I'm totally in favor of the 'gridspace(linspaces)' version, as you probably end up wanting to create grids of other things than linspaces (e.g. a logspace grid, or a grid of random points etc.). It should be called somewhat different though. Maybe 'cartesian(arrays)'? Best, Johannes Quoting Stefan Otte (2015-05-10 16:05:02)
I just drafted different versions of the `gridspace` function: https://tmp23.tmpnb.org/user/1waoqQ8PJBJ7/notebooks/2015-05%20gridspace.ipyn...
Beste Grüße, Stefan
On Sun, May 10, 2015 at 1:40 PM, Stefan Otte
wrote: Hey,
quite often I want to evaluate a function on a grid in a n-D space.
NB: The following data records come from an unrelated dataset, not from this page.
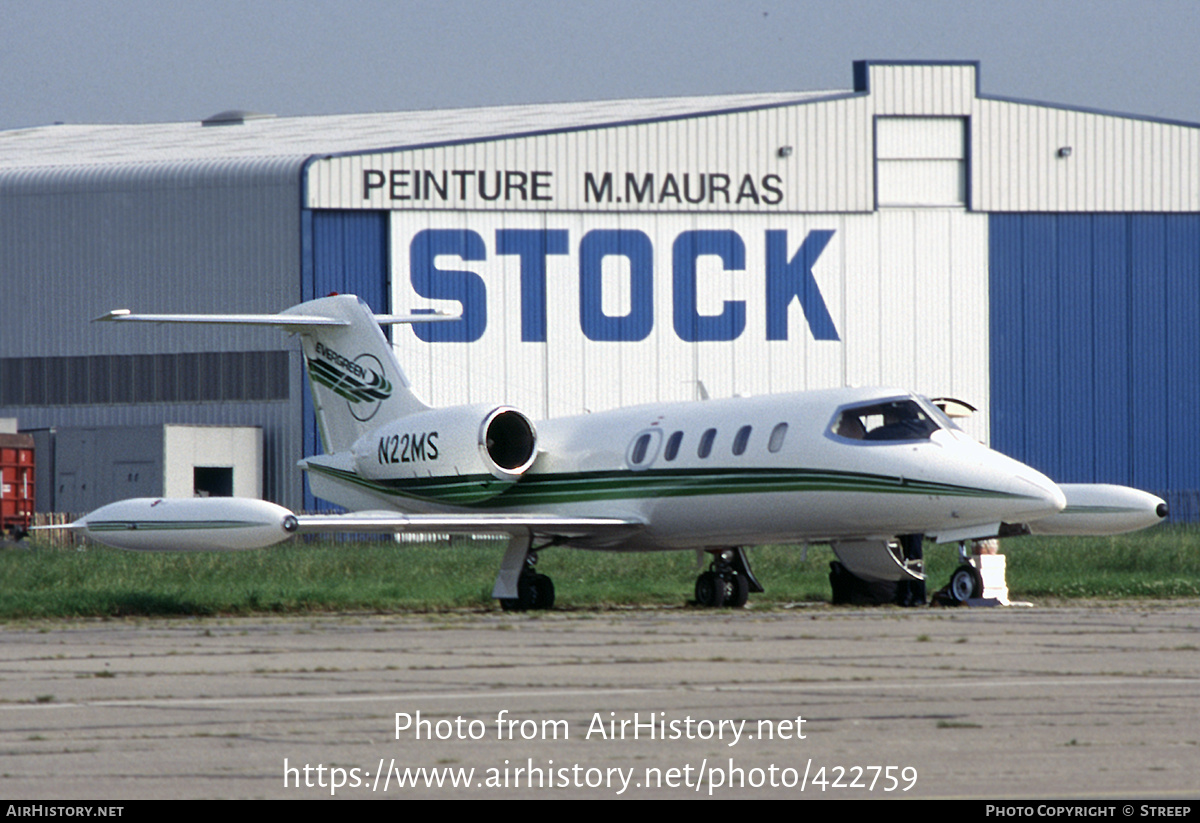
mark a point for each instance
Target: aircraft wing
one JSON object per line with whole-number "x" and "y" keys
{"x": 387, "y": 522}
{"x": 282, "y": 319}
{"x": 214, "y": 524}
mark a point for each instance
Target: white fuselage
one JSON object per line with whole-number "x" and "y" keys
{"x": 697, "y": 476}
What I end up doing (and what I really dislike) looks something like this:
x = np.linspace(0, 5, 20) M1, M2 = np.meshgrid(x, x) X = np.column_stack([M1.flatten(), M2.flatten()]) X.shape # (400, 2)
fancy_function(X)
I don't think I ever used `meshgrid` in any other way. Is there a better way to create such a grid space?
I wrote myself a little helper function:
def gridspace(linspaces): return np.column_stack([space.flatten() for space in np.meshgrid(*linspaces)])
But maybe something like this should be part of numpy?